Handling exceptions from urllib2 and mechanize in

2019-04-02 10:14发布

问题:

I am a novice at using exception handling. I am using the mechanize module to scrape several websites. My program fails frequently because the connection is slow and because the requests timeout. I would like to be able to retry the website (on a timeout, for instance) up to 5 times after 30 second delays between each try.

I looked at this stackoverflow answer and can see how I can handle various exceptions. I also see (although it looks very clumsy) how I can put the try/exception inside a while loop to control the 5 attempts ... but I do not understand how to break out of the loop, or "continue" when the connection is successful and no exception has been thrown.

from mechanize import Browser
import time

b = Browser()
tried=0
while tried < 5:
  try:
    r=b.open('http://www.google.com/foobar')
  except (mechanize.HTTPError,mechanize.URLError) as e:
    if isinstance(e,mechanize.HTTPError):
      print e.code
      tried += 1
      sleep(30)
      if tried > 4:
        exit()
    else:
      print e.reason.args
      tried += 1
      sleep(30)
      if tried > 4:
        exit()

print "How can I get to here after the first successful b.open() attempt????"

I would appreciate advice about (1) how to break out of the loop on a successful open, and (2) how to make the whole block less clumsy/more elegant.

回答1:

You don't have to repeat things in the except block that you do in either case.

from mechanize import Browser
import time

b = Browser()
tried=0
while True:
  try:
    r=b.open('http://www.google.com/foobar')
  except (mechanize.HTTPError,mechanize.URLError) as e:
      tried += 1
    if isinstance(e,mechanize.HTTPError):
      print e.code
    else:
      print e.reason.args
    if tried > 4:
      exit()
    sleep(30)
    continue
  break

Also, you may be able to use while not r: depending on what Browser.open returns.

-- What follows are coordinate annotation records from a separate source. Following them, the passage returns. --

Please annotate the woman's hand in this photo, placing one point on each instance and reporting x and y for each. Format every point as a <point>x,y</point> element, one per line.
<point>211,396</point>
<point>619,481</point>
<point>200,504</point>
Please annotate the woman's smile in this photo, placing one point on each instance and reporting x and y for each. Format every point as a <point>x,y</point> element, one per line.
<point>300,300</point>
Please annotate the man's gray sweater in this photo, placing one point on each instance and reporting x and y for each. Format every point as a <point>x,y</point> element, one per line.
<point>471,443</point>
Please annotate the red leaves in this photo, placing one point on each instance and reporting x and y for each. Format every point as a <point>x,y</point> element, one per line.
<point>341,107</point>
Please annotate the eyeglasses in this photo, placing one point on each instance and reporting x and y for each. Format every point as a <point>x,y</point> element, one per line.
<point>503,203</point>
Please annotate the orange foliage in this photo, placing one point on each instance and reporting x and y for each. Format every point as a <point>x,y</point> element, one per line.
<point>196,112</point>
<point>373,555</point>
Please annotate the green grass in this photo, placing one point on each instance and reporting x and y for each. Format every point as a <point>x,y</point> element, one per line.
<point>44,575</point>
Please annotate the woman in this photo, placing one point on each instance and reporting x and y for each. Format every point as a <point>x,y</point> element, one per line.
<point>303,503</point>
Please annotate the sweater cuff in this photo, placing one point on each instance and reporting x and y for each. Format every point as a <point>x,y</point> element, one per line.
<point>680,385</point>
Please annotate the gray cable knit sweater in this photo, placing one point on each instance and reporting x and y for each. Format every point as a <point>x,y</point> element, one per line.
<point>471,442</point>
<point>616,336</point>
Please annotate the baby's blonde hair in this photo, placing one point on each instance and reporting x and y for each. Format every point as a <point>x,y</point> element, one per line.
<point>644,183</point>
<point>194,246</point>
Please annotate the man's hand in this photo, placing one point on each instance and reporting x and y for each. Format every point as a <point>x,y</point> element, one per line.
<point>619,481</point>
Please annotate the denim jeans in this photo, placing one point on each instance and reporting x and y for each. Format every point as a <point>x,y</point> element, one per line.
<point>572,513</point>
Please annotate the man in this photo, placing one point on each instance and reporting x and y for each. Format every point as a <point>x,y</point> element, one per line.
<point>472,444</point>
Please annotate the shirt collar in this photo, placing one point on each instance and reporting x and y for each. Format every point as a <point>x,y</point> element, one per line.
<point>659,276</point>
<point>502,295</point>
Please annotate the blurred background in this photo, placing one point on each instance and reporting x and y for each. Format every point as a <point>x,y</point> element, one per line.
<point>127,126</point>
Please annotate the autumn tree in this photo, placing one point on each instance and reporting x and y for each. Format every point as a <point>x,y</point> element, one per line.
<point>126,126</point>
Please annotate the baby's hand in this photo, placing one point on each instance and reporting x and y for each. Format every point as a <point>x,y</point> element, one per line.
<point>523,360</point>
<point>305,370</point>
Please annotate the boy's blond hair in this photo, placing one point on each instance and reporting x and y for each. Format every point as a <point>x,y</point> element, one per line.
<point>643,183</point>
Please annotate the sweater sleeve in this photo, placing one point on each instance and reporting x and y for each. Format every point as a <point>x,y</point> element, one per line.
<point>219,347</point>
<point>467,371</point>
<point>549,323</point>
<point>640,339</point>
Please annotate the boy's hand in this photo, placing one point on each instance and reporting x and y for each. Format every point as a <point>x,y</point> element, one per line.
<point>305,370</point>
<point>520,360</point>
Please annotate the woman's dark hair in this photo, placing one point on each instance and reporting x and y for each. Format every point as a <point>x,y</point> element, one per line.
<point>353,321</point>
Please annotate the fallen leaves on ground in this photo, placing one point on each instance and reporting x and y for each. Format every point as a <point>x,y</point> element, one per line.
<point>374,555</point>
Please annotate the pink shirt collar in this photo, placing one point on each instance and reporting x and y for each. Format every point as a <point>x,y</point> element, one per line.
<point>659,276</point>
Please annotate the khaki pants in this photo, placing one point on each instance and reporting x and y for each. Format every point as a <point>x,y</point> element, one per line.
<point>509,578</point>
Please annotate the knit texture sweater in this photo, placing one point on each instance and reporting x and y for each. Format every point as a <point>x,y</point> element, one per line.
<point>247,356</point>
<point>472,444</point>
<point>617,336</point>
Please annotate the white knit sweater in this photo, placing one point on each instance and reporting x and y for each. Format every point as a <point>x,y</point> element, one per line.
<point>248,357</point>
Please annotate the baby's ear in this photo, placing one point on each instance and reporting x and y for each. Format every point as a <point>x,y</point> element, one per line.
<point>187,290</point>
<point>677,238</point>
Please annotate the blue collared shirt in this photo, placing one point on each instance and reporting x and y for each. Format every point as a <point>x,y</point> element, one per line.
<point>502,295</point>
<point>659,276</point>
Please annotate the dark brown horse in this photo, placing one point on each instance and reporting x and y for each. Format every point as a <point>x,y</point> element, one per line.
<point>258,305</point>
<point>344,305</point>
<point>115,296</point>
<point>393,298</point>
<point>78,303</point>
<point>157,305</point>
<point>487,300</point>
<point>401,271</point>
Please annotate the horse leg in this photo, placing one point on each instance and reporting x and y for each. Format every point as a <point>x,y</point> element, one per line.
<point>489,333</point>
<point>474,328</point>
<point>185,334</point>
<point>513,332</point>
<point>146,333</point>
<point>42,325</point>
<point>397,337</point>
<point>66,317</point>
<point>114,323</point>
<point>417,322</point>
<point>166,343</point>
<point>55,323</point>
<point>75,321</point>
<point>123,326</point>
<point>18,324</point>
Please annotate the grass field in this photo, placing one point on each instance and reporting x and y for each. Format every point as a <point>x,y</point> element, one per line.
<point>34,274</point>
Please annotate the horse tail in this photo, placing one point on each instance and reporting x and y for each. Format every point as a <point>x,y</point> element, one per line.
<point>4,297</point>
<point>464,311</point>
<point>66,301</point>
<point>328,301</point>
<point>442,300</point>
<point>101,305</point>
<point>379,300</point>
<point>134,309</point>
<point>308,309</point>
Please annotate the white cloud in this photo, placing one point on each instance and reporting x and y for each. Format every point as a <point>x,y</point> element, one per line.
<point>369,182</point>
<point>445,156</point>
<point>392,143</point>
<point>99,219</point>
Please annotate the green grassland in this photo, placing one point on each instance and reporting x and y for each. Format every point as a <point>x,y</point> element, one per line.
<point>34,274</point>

Edit: roadierich showed a more elegant way with

try:
  doSomething()
  break
except:
  ...

Because an error skips to the except block.



回答2:

Your first question can be done with break:

while tried < 5:
  try:
    r=b.open('http://www.google.com/foobar')
    break
  except #etc...

The real question, however, is do you really want to: this is what is known as "Spaghetti code": if you try to graph execution through the program, it looks like a plate of spaghetti.

The real (imho) problem you are having, is that your logic for exiting the while loop is flawed. Rather than trying to stop after a number of attempts (a condition that never occurs because you're already exiting anyway), loop until you've got a connection:

#imports etc

tried=0
connected = False
while not Connected:
    try:
        r = b.open('http://www.google.com/foobar')
        connected = true # if line above fails, this is never executed
    except mechanize.HTTPError as e:
        print e.code            
        tried += 1        
        if tried > 4:
            exit() 
        sleep(30)

    except mechanize.URLError as e:
        print e.reason.args            
        tried += 1
        if tried > 4:
            exit()        
        sleep(30)

 #Do stuff


回答3:

For your first question, you simply want the "break" keyword, which breaks out of a loop.

For the second question, you can have several "except" clauses for one "try", for different kinds of exceptions. This replaces your isinstance() check and will make your code cleaner.